On May 9, Concord pleaded not guilty to charges filed by Mueller in February of allegedly interfering in the 2016 US election.
"Violations of the relevant federal campaign laws and foreign agent registration requirements administered by the [US] DOJ [Department of Justice] and the FEC [Federal Election Commission] require the defendant to have acted ‘willfully,’ a word that does not appear anywhere in Count One of the Indictment," the document said on Monday. "Defendant Concord is seeking… an in camera [private] inspection of the legal instruction the Special Counsel provided to the grand jury with respect to Count One."

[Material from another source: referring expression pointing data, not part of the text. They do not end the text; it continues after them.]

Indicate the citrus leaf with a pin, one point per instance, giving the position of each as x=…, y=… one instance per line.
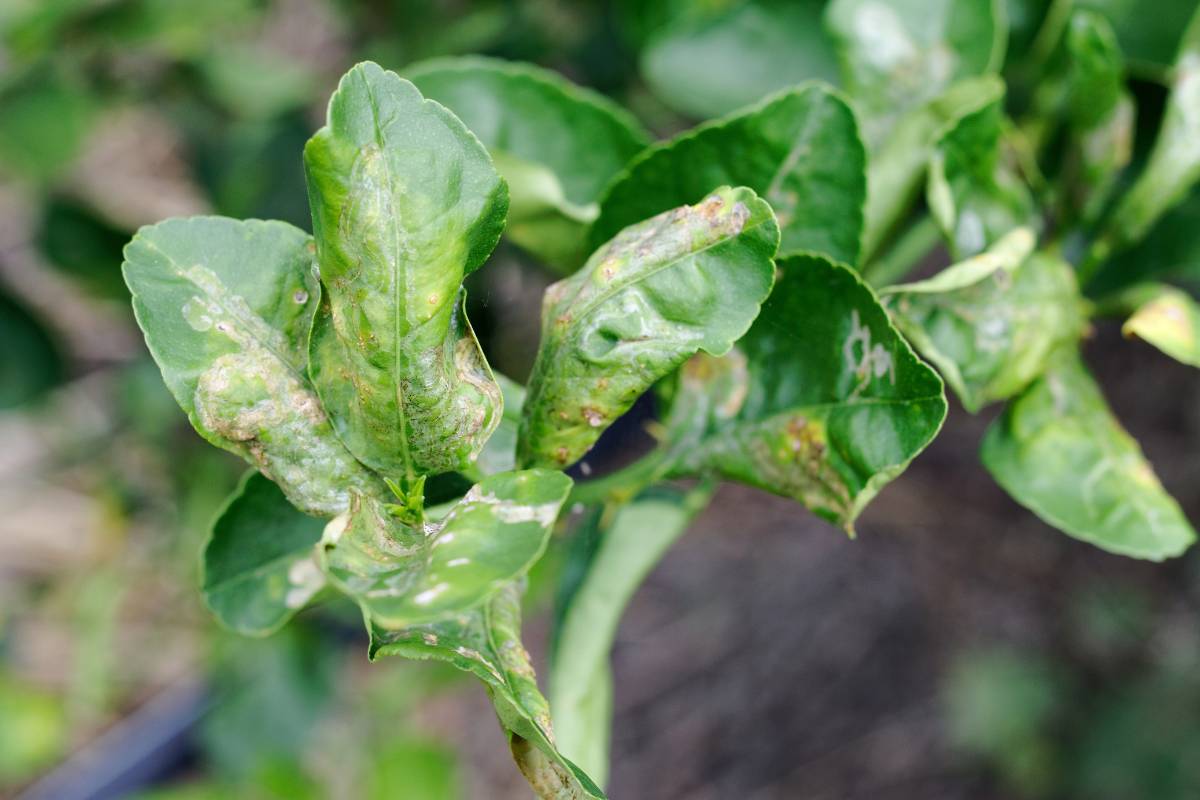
x=822, y=401
x=799, y=150
x=556, y=144
x=258, y=561
x=684, y=281
x=226, y=307
x=405, y=204
x=1059, y=451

If the court determines, the document added, that Mueller’s team "did not provide a complete and accurate mens rea [criminal intent] instruction then the instruction should be disclosed to the Defendant because there may be grounds to dismiss Count One of the Indictment on that basis."

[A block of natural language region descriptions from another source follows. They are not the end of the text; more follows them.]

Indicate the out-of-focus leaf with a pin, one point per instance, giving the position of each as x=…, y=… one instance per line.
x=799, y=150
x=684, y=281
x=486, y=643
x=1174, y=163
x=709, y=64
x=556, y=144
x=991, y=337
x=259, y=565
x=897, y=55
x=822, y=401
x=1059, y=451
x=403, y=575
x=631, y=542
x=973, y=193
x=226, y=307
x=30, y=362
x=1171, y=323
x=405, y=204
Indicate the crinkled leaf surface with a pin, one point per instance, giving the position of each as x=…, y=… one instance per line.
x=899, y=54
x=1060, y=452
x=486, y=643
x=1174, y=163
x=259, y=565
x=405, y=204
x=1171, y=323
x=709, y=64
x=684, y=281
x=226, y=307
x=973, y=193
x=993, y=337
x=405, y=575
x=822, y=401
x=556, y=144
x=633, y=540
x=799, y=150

"Different from any election case previously brought by the DOJ, the Special Counsel used the catch-all provision of the federal criminal code, the defraud prong of conspiracy… to allege that a foreign corporate defendant with no presence in the United States and having never entered the United States, engaged in the make-believe crime of conspiring to ‘interfere’ in a United States election," the document said.
On February 16, the Justice Department in court documents revealed that the United States had indicted 13 Russian nationals and three entities for allegedly trying to interfere in the 2016 presidential election. Moscow has repeatedly denied interfering in US elections, calling the allegations absurd and part of a broader politically-motivated campaign to smear Russia.